Now you're wondering "but the razors you guys use look dangerous". They are, they're dangerous as hell. Until you take 15 minutes and learn how to use them, and give yourself a few shaves to really get good at clearing your face forest off. You think any member of the Rat Pack ever used a razor with more than one blade? (were those dudes not dapper, 24 hours a day?) I taught myself the basics of straight razor shaves with youtube videos. I always tell guys, put some cream on a balloon, keep going until you no longer pop the balloon. Its gonna make a huge mess if you do, so the want to not pop it is realistically there already. When the balloon doesn't pop, your face will be 98% safe. Practice makes perfect. Next time you're at the barber ask for a few pointers. I guarantee you're not going to stop getting them at the barber, because its a better experience, and they'll sure as heck want to keep you from mangling your face if you're a regular.

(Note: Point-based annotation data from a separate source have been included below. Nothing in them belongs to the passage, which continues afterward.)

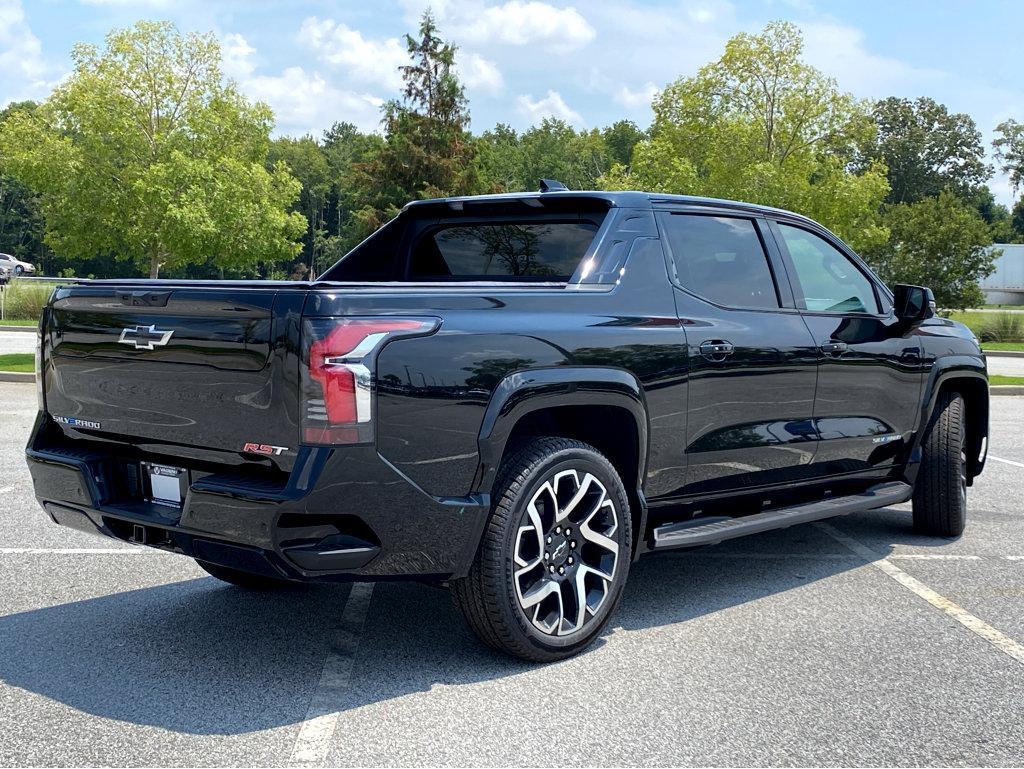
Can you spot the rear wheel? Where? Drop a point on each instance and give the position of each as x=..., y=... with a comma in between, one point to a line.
x=554, y=555
x=244, y=579
x=940, y=493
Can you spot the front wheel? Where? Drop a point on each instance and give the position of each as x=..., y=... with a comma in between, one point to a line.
x=554, y=555
x=940, y=492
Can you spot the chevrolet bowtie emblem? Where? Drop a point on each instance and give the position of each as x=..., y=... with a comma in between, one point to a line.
x=144, y=337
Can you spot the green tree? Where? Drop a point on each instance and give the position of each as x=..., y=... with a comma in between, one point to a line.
x=940, y=243
x=1017, y=219
x=427, y=151
x=346, y=150
x=1010, y=151
x=621, y=137
x=145, y=153
x=306, y=160
x=926, y=150
x=761, y=125
x=554, y=150
x=20, y=219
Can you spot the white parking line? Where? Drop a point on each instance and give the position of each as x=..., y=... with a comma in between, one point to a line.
x=313, y=739
x=1007, y=462
x=999, y=640
x=79, y=551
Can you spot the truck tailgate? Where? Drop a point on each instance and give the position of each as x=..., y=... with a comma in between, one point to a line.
x=203, y=368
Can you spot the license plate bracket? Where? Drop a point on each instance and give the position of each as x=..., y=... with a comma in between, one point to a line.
x=164, y=484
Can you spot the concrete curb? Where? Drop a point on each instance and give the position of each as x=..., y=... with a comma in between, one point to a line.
x=18, y=376
x=1003, y=353
x=1007, y=390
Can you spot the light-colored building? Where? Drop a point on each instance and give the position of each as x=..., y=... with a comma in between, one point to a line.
x=1006, y=285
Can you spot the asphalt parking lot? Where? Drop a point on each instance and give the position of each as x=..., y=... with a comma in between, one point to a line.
x=850, y=643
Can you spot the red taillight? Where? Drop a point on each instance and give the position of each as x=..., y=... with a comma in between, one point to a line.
x=338, y=374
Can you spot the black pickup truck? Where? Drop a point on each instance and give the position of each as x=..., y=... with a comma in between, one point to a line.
x=514, y=395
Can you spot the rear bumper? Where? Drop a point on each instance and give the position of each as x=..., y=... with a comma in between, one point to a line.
x=340, y=514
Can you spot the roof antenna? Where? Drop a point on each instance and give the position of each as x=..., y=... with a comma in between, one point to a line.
x=553, y=185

Shave soaps are a different breed, in that it takes an extra 2 minutes over squirting rejected gasoline byproducts all over your face. Get a decent brush, mug, and soap, add water, stir (wet the brush, not the soap) - the rest is sorcery. Load up the brush, squeeze it into your hand, and boom, you're ready for a kick ass shave. I guarantee you just changing this part of your shaving ritual, will convert you. I'm that confident. That's why the soap is free with our wet shaving kit. Everyone is a repeat customer.
Straight razors vs. safety - This is a matter of personal preference. The safety will be easier to master because you're used to the form, and shape of your face. Straight razors in my opinion allow for a better control once you learn how to maneuver them, but definitely have the tougher learning curve. I always recommend that guys wanting safety's start with the Parker 99R - its a heavier work horse razor, and once you learn how to handle that thing, anything else will be like a Ferrari. They're seriously really darn good, especially at the price point. For guys wanting to get into straight razor shaving we ALWAYS recommend starting with the Parker Shavette. Its designed for barbers so they can just swap out blades as needed. We say you should choose it because - 1. it's cheap 2. you don't need to learn how to sharpen and strop a blade just yet, learn how to get the best shave you've ever given yourself first, then worry about spending a bunch of money on a nice razor.